I have no background on statistics, and am trying to learn the basics. In particular, I’m trying to prove the following:
Among all continuous functions on $(0,\infty)$ with mean $1$, prove that the entropy maximizer $f$ has entropy $H(f) := \int_0^\infty -f(x) \operatorname{log}(f(x)) dx$ being $1$.
Questions
What are some techniques worth paying attention to when proving entropy maximizers? Even in the easiest example over a finite set with volume $1$, I had to use the inequality $log(X) \leq X-1$, which seems like a clever trick to me, i.e. it would have taken me more than a half hour to figure out if I’ve never seen it before.
Note that the proof ask for the maximized among all continuous distributions. Can one use variational methods for this type of problems still?
If I change $log$ to other functions in the definition of entropy and ask for maximizers, are there still statistical interpretations?
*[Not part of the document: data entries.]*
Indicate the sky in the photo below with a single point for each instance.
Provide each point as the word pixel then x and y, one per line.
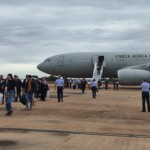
pixel 32 30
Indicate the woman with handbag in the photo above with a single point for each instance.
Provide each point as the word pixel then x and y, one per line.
pixel 10 91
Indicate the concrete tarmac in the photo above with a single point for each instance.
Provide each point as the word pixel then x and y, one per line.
pixel 112 121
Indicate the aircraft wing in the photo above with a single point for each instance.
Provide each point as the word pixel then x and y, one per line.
pixel 142 67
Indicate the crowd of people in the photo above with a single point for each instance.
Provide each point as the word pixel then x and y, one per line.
pixel 13 88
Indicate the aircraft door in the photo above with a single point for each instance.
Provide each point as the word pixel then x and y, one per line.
pixel 60 61
pixel 99 60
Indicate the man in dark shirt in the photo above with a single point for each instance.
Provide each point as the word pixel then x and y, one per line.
pixel 2 87
pixel 18 85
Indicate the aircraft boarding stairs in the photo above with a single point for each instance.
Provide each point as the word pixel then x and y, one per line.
pixel 98 71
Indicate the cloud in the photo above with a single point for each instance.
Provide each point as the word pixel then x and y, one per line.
pixel 32 30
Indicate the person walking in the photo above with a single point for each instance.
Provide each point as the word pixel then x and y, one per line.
pixel 44 88
pixel 10 91
pixel 59 83
pixel 30 88
pixel 94 88
pixel 18 85
pixel 145 95
pixel 83 85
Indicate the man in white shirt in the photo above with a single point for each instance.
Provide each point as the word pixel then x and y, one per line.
pixel 145 95
pixel 59 83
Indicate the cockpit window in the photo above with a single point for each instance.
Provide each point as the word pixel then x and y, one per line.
pixel 47 60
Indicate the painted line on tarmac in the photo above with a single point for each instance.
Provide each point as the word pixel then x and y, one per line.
pixel 63 132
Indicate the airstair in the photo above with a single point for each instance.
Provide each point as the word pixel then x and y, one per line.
pixel 98 71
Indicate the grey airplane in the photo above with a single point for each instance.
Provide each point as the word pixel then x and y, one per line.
pixel 130 68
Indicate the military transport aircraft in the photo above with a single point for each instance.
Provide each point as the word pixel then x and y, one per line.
pixel 129 67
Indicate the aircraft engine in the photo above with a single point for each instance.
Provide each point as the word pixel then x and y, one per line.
pixel 130 76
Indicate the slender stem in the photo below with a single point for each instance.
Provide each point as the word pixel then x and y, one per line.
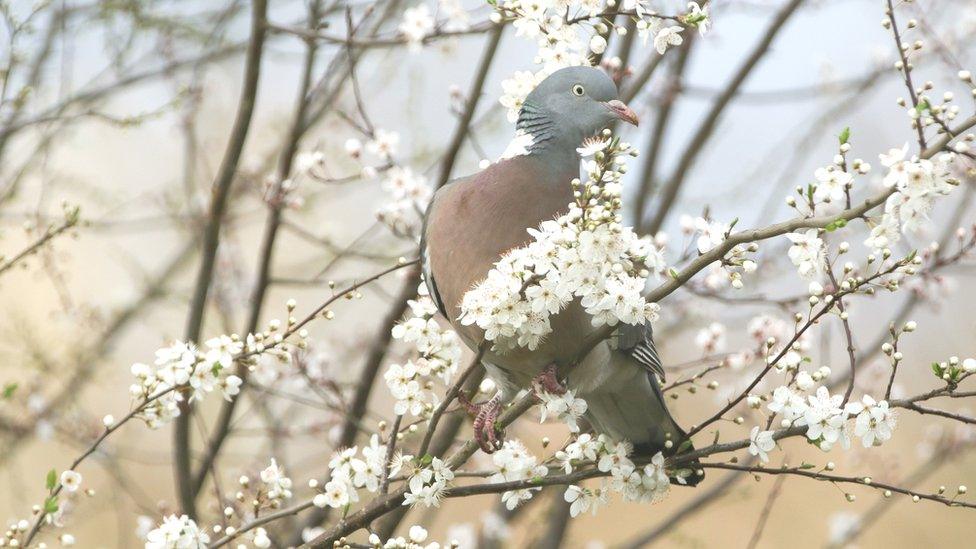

Let $P(f):=\int_0^{\infty}f(x)\,dx$ and $E(f):=\int_0^{\infty}xf(x)\,dx$. Then the problem can be formally stated as follows \begin{align} \min_f &-H(f) \\ \text{s.t.}&\quad f\ge 0, \\ &\quad P(f)=1, \\ &\quad E(f)=1. \end{align} The corresponding Lagrangian (we drop the non-negativity constraint for a moment) is $$ L(f,\lambda)=-H(f)+\lambda_1(P(f)-1)+\lambda_2(E(f)-1). $$ Taking the functional derivative of $L$ w.r.t. $f$ one gets (for $x\ge 0$) $$ 1+\ln f(x) +\lambda_1+\lambda_2x =0, $$ which implies that $$ f^{*}(x)=e^{-1-\lambda_1-\lambda_2x}1_{[0,\infty)}(x). $$ Note that the optimal $f^*\ge 0$. The Lagrange multipliers $\lambda_1$ and $\lambda_2$ can be found by solving $P(f^*)=1$ and $E(f^*)=1$. Consequently, the required density is $$ f^{*}(x)=e^{-x}1_{[0,\infty)}(x) \quad\text{and}\quad H(f^{*})=\int_0^{\infty}xe^{-x}\,dx=1. $$